I am mad at 'em again!

This has been a good year in the surf for me so far. Several epic trips. This week is out because we are getting my son ready to leave for college. Weather has made that a non issue. But after this weekend, I will be needing some flat green water.

Bring it on!


----------



## dan_wrider (Jun 21, 2011)

This year has been a disappointment to me. Very few trips were much more than camping trips. 
I'm with you though. I sure hope it shapes up before its over.


----------



## mccain (Oct 20, 2006)

dan_wrider said:


> This year has been a disappointment to me. Very few trips were much more than camping trips.
> I'm with you though. I sure hope it shapes up before its over.


X2


----------



## schoalbeast101 (Oct 23, 2014)

I am starting to get mad at them again also. Yes hot weather and college moves about over. I am ready to start getting the boat out again. I had some good trips in the bay before it got hot. Ready to learn how to effectively fish the surf though.


----------



## bmccle (Jun 10, 2012)

*Surf*



gigem87 said:


> I am mad at 'em again!
> 
> This has been a good year in the surf for me so far. Several epic trips. This week is out because we are getting my son ready to leave for college. Weather has made that a non issue. But after this weekend, I will be needing some flat green water.
> 
> Bring it on!


 I think it may be a while....


----------



## bmccle (Jun 10, 2012)

*surf*



mccain said:


> X2


x3


----------



## Rawpower (Jul 4, 2011)

I hope the 100 degree weather is gone for a while. It has been Brutal out there. I think its gonna be a couple of weeks before you see any flat green water but we can hope for the best. 

X4


----------



## gigem87 (May 19, 2006)

I have my eye on Thursday of this week...


----------



## beerdruid (Jun 12, 2015)

> I have my eye on Thursday of this week...
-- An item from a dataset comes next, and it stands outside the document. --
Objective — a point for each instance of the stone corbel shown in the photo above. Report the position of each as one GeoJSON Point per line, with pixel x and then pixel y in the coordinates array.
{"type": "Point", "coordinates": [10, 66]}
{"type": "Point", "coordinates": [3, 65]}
 It looks like Thursday will provide the best window of opportunity this week to get on the water. Wish I didn't have to work.


----------



## MarkA70 (May 3, 2011)

Truth to above! At the Breakaway Tackle Swap meet last Saturday, ain't no one doing any good on PINS! My Buddy and I are going to stop being foolish about going just to go and wait until at least mid Sept to first Oct, noting in surf at PINS!


----------



## Hevy Dee (May 26, 2004)

*Long Range Window*

Next weeks mid-week wind and swell forecast are looking good. Wednesday 8/31 & Thursday 9/1.

Hope it stays that way ..... chompin' a bit again


----------